Russia To Develop a National Operating System
Elektroschock writes "According to Russian media, the Russian Government is going to develop a National Operating System (Google translation; Russian original) to lower its dependencies on foreign software technology licensing. The Russian plan will base its efforts on Linux and expects a worldwide impact. Microsoft is also involved in the roundtable process that led to the recommendation. The Chinese government successfully lowered its Microsoft licensing costs through an early investment in a national Linux distribution. I wonder if other large markets, such as the European Union, will also develop their own Linux distributions or join in the Russian initiative."
EU politiacians don't understand (or don't want to) the importance, the strategy and the economics of an EU-wide open-source policy!
Private interests are more important by far!
Maybe Computers will never be as intelligent as Humans.
For sure they won't ever become so stupid. [VR-1988]
I can totally see why Russia would want to have this happen... at least their own distro for use internally within the Russian government.
A top to bottom review of the Linux kernel from another group of developers with a completely different interests, backgrounds, and motivations than other major contributors to Linux would also be a very good thing for the development of Linux as a whole. I wish Russia the best on getting this accomplished, and I hope that their success is huge.
It isn't like the American government doesn't do this too. The NSA (National Security Agency... aka the USA cyber spys) has their own distro for most of the reasons I've listed above, and has nearly continuous recruitment going on at college campuses for CS graduates. The Red Flag distro (Chinese) is another national distro that has been done for more than just pressuring Microsoft into lowering the price of Windows.

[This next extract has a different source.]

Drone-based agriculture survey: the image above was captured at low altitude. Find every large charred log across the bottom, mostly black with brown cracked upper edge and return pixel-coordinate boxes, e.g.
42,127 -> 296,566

Frankly, I see Microsoft's involvement here as a red herring and something to ignore for this discussion.
I spent some time in Russia, although I have not been overly studious about Russian history. My understanding is that, during communism there were no goods in the stores. Now, there are plenty of goods, but no one can afford to buy them.
I also get the impression that your average Russian has no desire to do the kinds of things that Americans would see as necessary to help the economy (start a small business, take risks, etc), because of the assumption, which is fair given the last 1000 years or so, that someone will just come in and take it all away and/or destroy it.
Of course, these are just the impressions of a stupid American who only understands the Russian Soul to the extent it can be taught in a language class, and didn't take much Russian history. I could be way off.
Being a computer scientist means you tell people how computers should work, not that you know how they actually work.
It sounds more like "make a big public showing that they are working on switching to license, then wait for the Microsoft Rep to show up 15 minutes later and offer much larger discounts on MS products"...
Sleep your way to a whiter smile...date a dentist!